All of this was pretty hard for me to debug, but it was a fun thing to work on. Among the code loaded in a basic development image, over 2400 methods are inlined using this technique, which were previously impossible to inline. There was probably also more method inlining done following this, due to improved type information, though I haven't collected statistics. And most importantly, I was able to eliminate the hack with >fixnum with no regression in performance.

Once I get a couple kinks worked out, this should be merged into mainline Factor. For now, it's in the propagation branch of my repository.

2 comments:

Jules said...

At compile time, you know the list of methods for a generic word. So suppose you have a generic word tostring. Couldn't you compile that like this (either you sort classes in topological order, or you emit a tree of conditionals instead of a linear list):

def tostring(it):
if it is int:
return inttostring(it)
if it is array:
return arraytostring(it)
if it is string:
return string
...
else:
nomethoderror(...)

Now wouldn't the ordinary optimizer for conditionals handle this optimization automatically, and much more? It is easy to generalize this to multiple and even predicate dispatch.

You could recover polymorphic inline caching with profile directed optimization for conditionals: you obtain profiles for the dispatch code which tell you how often each conditional got executed. Then you reorder the tests so that the most likely comes first. It has the advantage that the dispatch code require for polymorphic inline caching is removed, the disadvantages are (1) that the relative frequencies of the classes of the objects in the profile are perhaps not the same as the actual frequencies at runtime and (2) the code doesn't adapt to changing frequencies. For benchmarks (1) isn't a problem because you would of course obtain perfect profiles by running the benchmark ;)

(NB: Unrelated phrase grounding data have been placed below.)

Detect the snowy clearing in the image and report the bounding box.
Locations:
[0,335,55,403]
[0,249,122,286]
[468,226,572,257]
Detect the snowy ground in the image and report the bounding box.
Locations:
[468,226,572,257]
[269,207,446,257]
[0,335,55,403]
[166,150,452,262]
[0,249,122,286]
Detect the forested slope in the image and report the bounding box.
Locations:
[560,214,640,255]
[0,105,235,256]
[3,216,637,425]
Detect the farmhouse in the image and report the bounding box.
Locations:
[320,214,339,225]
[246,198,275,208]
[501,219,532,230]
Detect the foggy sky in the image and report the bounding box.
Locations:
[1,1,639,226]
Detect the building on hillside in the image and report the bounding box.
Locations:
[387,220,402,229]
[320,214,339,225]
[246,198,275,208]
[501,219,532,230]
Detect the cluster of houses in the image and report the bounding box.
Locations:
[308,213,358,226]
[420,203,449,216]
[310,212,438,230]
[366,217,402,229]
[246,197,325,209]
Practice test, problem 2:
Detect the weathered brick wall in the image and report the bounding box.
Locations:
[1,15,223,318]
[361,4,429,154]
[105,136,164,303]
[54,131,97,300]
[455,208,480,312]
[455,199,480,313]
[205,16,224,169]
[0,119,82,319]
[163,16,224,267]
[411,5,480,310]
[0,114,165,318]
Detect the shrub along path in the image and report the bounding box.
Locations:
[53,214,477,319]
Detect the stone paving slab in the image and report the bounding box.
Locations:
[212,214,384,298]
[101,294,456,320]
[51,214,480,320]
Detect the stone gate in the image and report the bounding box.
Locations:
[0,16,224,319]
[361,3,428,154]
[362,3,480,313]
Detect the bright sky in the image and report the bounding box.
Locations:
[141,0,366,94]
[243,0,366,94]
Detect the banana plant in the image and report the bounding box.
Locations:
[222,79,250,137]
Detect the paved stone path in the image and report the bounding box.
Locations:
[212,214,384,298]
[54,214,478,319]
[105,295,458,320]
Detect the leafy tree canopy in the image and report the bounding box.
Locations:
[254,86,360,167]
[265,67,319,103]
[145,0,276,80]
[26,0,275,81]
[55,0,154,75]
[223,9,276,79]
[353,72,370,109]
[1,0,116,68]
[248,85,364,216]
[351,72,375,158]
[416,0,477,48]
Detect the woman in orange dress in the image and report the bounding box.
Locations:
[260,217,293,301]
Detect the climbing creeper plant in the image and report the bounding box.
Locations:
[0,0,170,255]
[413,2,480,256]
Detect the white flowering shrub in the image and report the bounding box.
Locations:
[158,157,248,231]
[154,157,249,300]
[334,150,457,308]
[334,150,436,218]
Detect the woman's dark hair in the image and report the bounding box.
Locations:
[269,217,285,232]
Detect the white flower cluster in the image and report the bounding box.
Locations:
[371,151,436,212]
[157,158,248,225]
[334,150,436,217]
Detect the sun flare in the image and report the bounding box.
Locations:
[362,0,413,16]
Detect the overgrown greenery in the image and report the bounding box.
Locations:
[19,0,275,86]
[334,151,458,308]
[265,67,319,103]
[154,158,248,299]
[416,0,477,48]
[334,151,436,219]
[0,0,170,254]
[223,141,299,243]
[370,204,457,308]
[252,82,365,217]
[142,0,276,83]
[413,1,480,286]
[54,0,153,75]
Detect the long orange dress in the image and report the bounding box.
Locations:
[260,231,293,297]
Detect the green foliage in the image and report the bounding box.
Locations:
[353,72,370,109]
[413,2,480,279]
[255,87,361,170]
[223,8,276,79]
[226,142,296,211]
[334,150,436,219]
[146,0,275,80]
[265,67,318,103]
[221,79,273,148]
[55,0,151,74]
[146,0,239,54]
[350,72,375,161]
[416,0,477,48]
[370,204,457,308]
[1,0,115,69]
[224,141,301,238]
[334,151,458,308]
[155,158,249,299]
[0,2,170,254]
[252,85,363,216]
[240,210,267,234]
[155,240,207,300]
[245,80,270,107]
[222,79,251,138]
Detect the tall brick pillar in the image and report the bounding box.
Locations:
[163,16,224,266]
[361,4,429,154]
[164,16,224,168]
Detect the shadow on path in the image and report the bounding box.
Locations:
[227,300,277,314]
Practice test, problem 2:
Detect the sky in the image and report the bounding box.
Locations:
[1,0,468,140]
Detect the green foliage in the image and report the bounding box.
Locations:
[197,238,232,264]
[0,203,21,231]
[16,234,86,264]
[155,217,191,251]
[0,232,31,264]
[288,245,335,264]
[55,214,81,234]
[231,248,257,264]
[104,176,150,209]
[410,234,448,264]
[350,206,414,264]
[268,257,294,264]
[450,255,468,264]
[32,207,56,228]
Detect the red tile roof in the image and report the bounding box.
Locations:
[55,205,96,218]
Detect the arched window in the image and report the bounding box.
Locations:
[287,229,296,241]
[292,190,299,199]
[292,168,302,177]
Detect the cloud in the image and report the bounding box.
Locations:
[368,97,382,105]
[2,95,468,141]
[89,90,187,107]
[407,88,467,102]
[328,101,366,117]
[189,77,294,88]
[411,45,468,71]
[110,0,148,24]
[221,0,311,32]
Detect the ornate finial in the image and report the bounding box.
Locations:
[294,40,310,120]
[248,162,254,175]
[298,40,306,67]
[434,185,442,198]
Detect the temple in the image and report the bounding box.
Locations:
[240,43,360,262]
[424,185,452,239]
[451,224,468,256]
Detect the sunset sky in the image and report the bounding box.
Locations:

This optimization would probably be useful for other conditionals too.

Daniel Ehrenberg said...

Jules,

This is an interesting idea, but it wouldn't be at all straightforward to implement within Factor right now. First of all, you'd want this definition to exist only for compiler analysis purposes; generic words are implemented in a much more efficient way in practice. Remember, the common case is that we have almost no type information. Second, it'd be a lot slower for the current compiler to traverse that code than to have a direct algorithm (like the one I've implemented) that traverses the data structures for generic words. Third, polymorphic inline caches operate at runtime, whereas Factor's compiler is mostly used as an ahead-of-time compiler, so unless we want to change that, we couldn't use your technique. Profile-guided optimizations are interesting, but it's problematic to collect a profile (which is one reason why JITs have become so popular). Fourth, making a compiler rearrange conditionals is hard in Factor's IR, and regardless of the IR you'd have to prove certain properties about the conditions being disjoint, which could be difficult to do efficiently.

Anyway, these concerns that I have aren't fundamental ones about the nature of object-oriented languages, but superficial ones about the current Factor implementation. It could be interesting to explore ideas like this in the future, either once Factor's implementation has evolved more or in the context of another system.